Das fanatische Familienoberhaupt (Cotten)


Die Brüder schleppen den Sarg mit der Beute


Als ich vor Kurzem zum ersten Mal den Italowestern "Die Grausamen" gesehen habe, kam mir direkt der Dialog aus Quentin Tarantinos Film "Once upon a time in Hollywood" in den Sinn, in dem Regisseur Sergio Corbucci vom einflussreichen Filmproduzenten Schwarz (Al Pacino) als "(...)the second best director of Spaghetti Westerns in the whole wide world!" bezeichnet wird.
Dieser Aussage würde ich jedenfalls mit Sicherheit zustimmen. Immerhin hat uns Corbucci neben dem für das Italowesterngenre wegbereitenden "Django" auch brillante und stilprägende Filme wie Leichen pflastern seinen Weg oder "Mercenario - Der Gefürchtete" beschert.

Der eher wenig bekannte "I crudeli", für den niemand Geringerer als Meisterkomponist Ennio Morricone unter dem Pseudonym Leo Nichols den Soundtrack schuf, ist zwar auf der Ebene von Intensität, Dramatik und Tiefgründigkeit nicht auf der selben Stufe mit einem der oben genannten Titel. Dennoch würde ich "Die Grausamen" als einen durchgängig unterhaltsamen und flüssig erzählten Film bezeichnen.
Die Story rund um den fanatischen Colonel Morrisson (Joseph Cotten, u.a. bekannt aus Gangster sterben zweimal oder Baron Blood), der mit seinen Söhnen und der eher unfreiwillig involvierten und wenig motivierten Claire (Norma Bengell) auf seiner fanatischen Mission, den Südstaatlern Geld zu liefern, durch das Gebiet der Yankees reitet, plätschert vergnüglich vor sich hin und wird zu keiner Minute unnötig in die Länge gezogen.
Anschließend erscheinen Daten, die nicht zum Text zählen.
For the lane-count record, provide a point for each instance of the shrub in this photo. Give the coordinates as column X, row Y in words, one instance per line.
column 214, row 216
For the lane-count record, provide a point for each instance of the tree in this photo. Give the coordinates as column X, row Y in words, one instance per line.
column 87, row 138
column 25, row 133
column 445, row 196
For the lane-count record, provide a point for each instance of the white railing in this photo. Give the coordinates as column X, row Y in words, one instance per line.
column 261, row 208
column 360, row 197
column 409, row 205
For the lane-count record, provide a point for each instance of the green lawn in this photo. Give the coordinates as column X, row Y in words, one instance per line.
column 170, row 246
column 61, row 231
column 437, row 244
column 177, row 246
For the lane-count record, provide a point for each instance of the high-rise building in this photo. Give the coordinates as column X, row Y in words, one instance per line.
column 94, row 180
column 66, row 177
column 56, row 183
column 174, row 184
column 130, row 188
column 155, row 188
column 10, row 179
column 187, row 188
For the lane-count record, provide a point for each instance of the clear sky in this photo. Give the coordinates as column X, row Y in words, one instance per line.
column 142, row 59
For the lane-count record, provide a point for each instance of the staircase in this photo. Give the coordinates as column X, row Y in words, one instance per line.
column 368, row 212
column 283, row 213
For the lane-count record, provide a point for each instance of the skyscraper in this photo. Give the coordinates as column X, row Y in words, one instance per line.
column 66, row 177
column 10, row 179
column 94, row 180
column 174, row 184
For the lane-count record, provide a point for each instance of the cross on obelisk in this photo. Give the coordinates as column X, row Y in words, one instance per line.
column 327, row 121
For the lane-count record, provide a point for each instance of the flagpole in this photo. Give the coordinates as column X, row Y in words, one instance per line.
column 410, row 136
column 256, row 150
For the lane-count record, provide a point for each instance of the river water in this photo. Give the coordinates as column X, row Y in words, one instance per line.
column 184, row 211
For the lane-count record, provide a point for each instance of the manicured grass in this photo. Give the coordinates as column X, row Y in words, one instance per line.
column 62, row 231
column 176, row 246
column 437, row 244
Ähnlich wie in Corbuccis "Laßt uns töten, Companeros" ist "Die Grausamen" gespickt mit originellen Ideen und die Hauptcharaktere tappen von einem Fettnäpfchen ins Nächste.

Etwas ungewöhnlich erscheint der Umstand, dass wir es bei diesem Italowestern mit vornehmlich unsympathischen und zweifelhaften Charakteren, die wenig Identifikationspotential besitzen, zu tun haben. Immerhin ist der Colonel auf der Seite der Südstaaten, also gegen die Abschaffung von Sklaverei. Zudem hat er mit seinen gewaltbereiten Söhnen nicht nur einen Überfall begangen, sondern auch kaltblütig gemordet und eine Frau genötigt, sie zu begleiten. Irgendwie ist das nach Außen hin stolze Familienoberhaupt der Morrissons beinahe eine tragische Gestalt, da er immer noch nicht wahrhaben will, dass der Krieg bereits verloren ist. Er hängt dem Irrglauben an, durch seine aussichtslose Mission das Ruder doch noch herumzureißen und den Lauf der Geschichte ändern zu können.
Nein, die Mitglieder der Familie Morrisson sind wahrlich keine sympathischen Gesellen. Sie sind in der Tat unnötig grausam und hinterlassen überall Spuren von Gewalt. Ehrgefühl ist für sie ein Fremdwort.
Der sowohl vor Dreck als auch Durchtriebenheit strotzende Familienverband wird durch die Profi Pokerspielerin Claire schließlich auf eine harte Probe gestellt. Die selbstbewusste und attraktive Lady lässt sich nicht so leicht einschüchtern und ist zum Leidwesen des Familienoberhaupts nicht so fügsam und beeinflussbar wie ihre (von ihm ermordete) Vorgängerin. Claire verteidigt ihre Prinzipien und ihr Flirt mit einem der Morrisson Jungs führt zu Eifersüchteleien zwischen den Cowboys.
Ihr geschicktester Schachzug bringt die Südstaatler Familie in arge Bedrängnis, da sie sich plötzlich inmitten eines Yankee Forts wiederfinden und ihre Kriegsbeute bei der ganzen Aktion beinahe verloren geht.
Allzu viel sollte man nicht verraten, denn das Drehbuch lebt zu einem beachtlichen Teil von Überraschungsmomenten und amüsanten Wendungen.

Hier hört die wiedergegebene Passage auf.